L’excitation des « touristes » est à son comble. Cela faisait si longtemps qu’ils n’avaient pas fait un long voyage. Les valises avaient pris un peu de poussière dans le garage…depuis le temps. Jean-Marie se mit en devoir de nettoyer l’œuvre du temps avec le tuyau d’arrosage du jardin.

  • Jean-Marie ! Ce n’est pas la peine de mettre de l’eau dans les valises ; il y a certainement des robinets d’eau potable à Naples.

Les moqueries de Jacqueline étaient toujours aussi tranchantes, signe de vitalité mentale et de bonne santé. Jean-Marie tentait bien de répondre sur le même registre. Mais…

  • Sans doute, sans doute. Mais je ne sais pas si elle est potable.
  • Ha ! Ha ! Ha ! (rire forcé) Elle est bien bonne ton histoire d’eau. Tu boiras du chianti, ça te mettra du piquant dans le verre.

Dans quatre jours, le départ.
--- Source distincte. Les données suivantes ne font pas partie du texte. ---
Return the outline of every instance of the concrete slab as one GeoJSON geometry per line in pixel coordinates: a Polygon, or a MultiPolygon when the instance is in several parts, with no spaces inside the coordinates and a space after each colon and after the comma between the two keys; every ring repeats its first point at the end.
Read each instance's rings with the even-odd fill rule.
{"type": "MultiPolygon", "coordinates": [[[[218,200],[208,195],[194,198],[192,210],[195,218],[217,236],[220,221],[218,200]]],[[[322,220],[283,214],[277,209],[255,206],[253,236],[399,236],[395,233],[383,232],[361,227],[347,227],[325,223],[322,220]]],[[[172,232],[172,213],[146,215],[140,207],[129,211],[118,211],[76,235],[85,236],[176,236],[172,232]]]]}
Comme pour Venise, ils décolleront de Frankfurt-Hahn, en Allemagne. Vol direct, prix raisonnable, parking assuré pour la voiture, pas de soucis particuliers. Les enfants seront très bien chez les grands parents maternels. Jean-Marie avait perdu sa mère deux ans auparavant ; un vilain cancer, ce mal du siècle qui arrache à la vie à tout âge. Le père, seul désormais, vivait reclus dans sa maisonnette de la Cité des Faïenceries.
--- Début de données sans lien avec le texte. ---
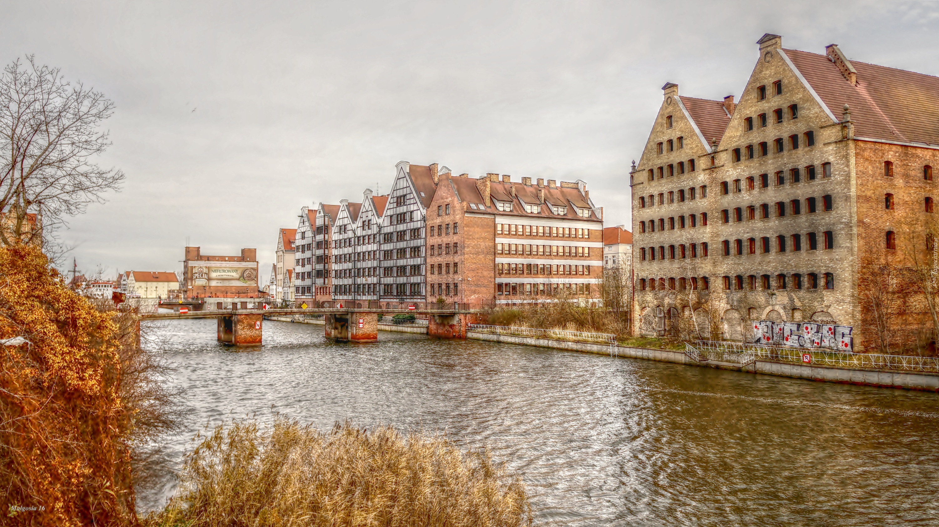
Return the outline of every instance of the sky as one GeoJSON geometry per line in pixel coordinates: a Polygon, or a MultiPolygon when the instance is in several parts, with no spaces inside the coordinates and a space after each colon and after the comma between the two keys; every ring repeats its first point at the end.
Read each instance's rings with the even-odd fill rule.
{"type": "MultiPolygon", "coordinates": [[[[764,33],[939,75],[939,2],[0,1],[0,60],[111,98],[122,190],[58,233],[85,273],[257,248],[300,207],[386,193],[400,160],[587,182],[631,223],[628,173],[667,82],[739,98],[764,33]]],[[[71,258],[68,259],[71,261],[71,258]]],[[[70,266],[70,265],[69,265],[70,266]]]]}

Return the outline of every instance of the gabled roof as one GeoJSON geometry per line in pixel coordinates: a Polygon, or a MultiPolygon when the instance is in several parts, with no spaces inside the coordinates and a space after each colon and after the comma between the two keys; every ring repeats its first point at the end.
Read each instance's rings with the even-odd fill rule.
{"type": "Polygon", "coordinates": [[[710,147],[714,140],[720,142],[724,136],[724,130],[731,122],[731,116],[727,113],[722,100],[709,100],[706,98],[695,98],[693,97],[679,97],[682,104],[688,111],[688,114],[694,124],[700,130],[706,142],[704,146],[710,147]]]}
{"type": "Polygon", "coordinates": [[[410,174],[414,183],[414,189],[417,190],[417,198],[421,200],[423,208],[430,206],[430,202],[434,199],[434,192],[437,190],[437,184],[430,174],[430,167],[425,165],[408,165],[408,173],[410,174]]]}
{"type": "Polygon", "coordinates": [[[633,233],[625,229],[616,227],[604,227],[603,245],[632,244],[633,233]]]}
{"type": "Polygon", "coordinates": [[[336,217],[339,216],[339,205],[328,205],[326,203],[321,203],[319,206],[323,207],[323,214],[326,215],[327,220],[330,224],[336,222],[336,217]]]}
{"type": "Polygon", "coordinates": [[[297,229],[281,229],[281,244],[284,250],[294,250],[294,242],[297,240],[297,229]]]}
{"type": "Polygon", "coordinates": [[[177,282],[176,273],[163,271],[129,271],[133,274],[133,281],[137,282],[177,282]]]}
{"type": "Polygon", "coordinates": [[[836,120],[848,104],[854,136],[939,145],[939,77],[851,61],[851,83],[826,55],[782,50],[836,120]]]}
{"type": "Polygon", "coordinates": [[[375,213],[379,217],[385,214],[385,205],[388,204],[388,196],[372,196],[372,203],[375,204],[375,213]]]}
  • Les passagers du vol U 3890 à destination de Naples…
  • C’est pour nous…Les billets d’embarquement…Jacqueline…Tu as les billets ?
  • Calme-toi ! Nos bagages sont enregistrés, donc, l’avion ne partira pas sans nous.
  • Oui mais…
  • Stop ! Ne dis plus rien. D’ailleurs, attends-moi là, je vais faire un tour aux toilettes avant de m’envoyer en l’air.

Jean-Marie venait de virer au vert pâle de rage. Il voyait tous les passagers se diriger vers la salle d’embarquement et il était là, avec ses bagages à main, seul au milieu de la place d’arme désertée par les passagers. Enfin ! Voilà Jacqueline.

  • Nous allons être en queue de l’avion…
  • Et alors ! L’ensemble de l’avion arrivera à Naples d’une seule pièce.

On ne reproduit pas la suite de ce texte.